Medi-Cal Estate Recovery

The Medi-Cal program must seek repayment from the estates of certain deceased Medi-Cal beneficiaries. Repayment only applies to benefits received by these beneficiaries on or after their 55th birthday and those who owned assets at the time of death. If a deceased beneficiary owns nothing when they die, nothing will be owed.

For Medi-Cal members who died on or after January 1, 2017.

  • Repayment will be limited only to estate assets subject to probate that were owned by the deceased beneficiary at the time of death.

  • Repayment will be limited to payments made, including managed care premiums paid, for nursing facility services, home and community based services, and related hospital and prescription drug services received when the beneficiary was an inpatient in a nursing facility or received home and community based services.
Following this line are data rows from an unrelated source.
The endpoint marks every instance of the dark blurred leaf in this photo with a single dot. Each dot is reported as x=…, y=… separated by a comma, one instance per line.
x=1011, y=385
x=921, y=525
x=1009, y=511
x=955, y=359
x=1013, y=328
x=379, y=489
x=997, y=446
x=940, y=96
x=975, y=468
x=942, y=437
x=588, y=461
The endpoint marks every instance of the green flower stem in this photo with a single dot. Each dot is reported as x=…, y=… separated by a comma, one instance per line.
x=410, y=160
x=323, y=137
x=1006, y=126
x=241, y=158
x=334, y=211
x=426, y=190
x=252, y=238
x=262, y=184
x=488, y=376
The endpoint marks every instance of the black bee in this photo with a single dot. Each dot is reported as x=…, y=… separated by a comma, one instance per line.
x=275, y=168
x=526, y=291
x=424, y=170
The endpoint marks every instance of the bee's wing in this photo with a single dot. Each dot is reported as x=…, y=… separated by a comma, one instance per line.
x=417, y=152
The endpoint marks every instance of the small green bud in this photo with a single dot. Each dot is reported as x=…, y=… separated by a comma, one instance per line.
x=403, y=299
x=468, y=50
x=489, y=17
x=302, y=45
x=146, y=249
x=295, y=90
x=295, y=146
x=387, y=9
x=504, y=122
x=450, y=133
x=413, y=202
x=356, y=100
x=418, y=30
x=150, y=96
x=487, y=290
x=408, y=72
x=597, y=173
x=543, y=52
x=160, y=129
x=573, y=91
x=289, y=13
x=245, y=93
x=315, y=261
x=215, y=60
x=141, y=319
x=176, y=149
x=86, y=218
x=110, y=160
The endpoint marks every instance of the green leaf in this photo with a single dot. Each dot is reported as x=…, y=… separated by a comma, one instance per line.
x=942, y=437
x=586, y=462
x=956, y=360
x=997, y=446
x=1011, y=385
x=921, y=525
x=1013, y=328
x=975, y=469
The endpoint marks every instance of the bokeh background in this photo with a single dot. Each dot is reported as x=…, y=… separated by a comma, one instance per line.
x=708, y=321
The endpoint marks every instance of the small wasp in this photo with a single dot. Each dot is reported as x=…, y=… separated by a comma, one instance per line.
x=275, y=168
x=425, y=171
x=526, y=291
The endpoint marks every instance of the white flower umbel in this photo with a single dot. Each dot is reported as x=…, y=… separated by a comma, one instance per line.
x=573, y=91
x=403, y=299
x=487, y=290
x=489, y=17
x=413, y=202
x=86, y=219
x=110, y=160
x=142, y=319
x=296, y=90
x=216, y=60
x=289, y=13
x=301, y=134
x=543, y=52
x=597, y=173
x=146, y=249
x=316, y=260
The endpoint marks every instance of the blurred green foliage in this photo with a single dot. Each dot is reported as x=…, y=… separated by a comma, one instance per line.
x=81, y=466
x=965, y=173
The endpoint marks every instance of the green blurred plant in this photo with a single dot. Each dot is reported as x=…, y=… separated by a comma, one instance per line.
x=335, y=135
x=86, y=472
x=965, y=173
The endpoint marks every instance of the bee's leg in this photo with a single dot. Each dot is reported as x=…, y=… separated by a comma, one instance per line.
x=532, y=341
California has very lax rules in regards to transferring a home to a trust. In CA, a home, even in a revocable trust, is safe from Medicaid’s Estate Recovery Program. This is very unusual. In most circumstances, revocable trusts do not keep assets safe from Medicaid’s asset limit, nor Estate Recovery.

Furthermore, CA can only seek reimbursement of long-term care costs from those assets that go through probate, a legal process where a deceased person’s assets are distributed. If assets have been transferred to a revocable living trust, it is safe from Estate Recovery.

This means it will avoid both probate and Estate Recovery and the need for MAPTs are not as great in the state of CA as in other states.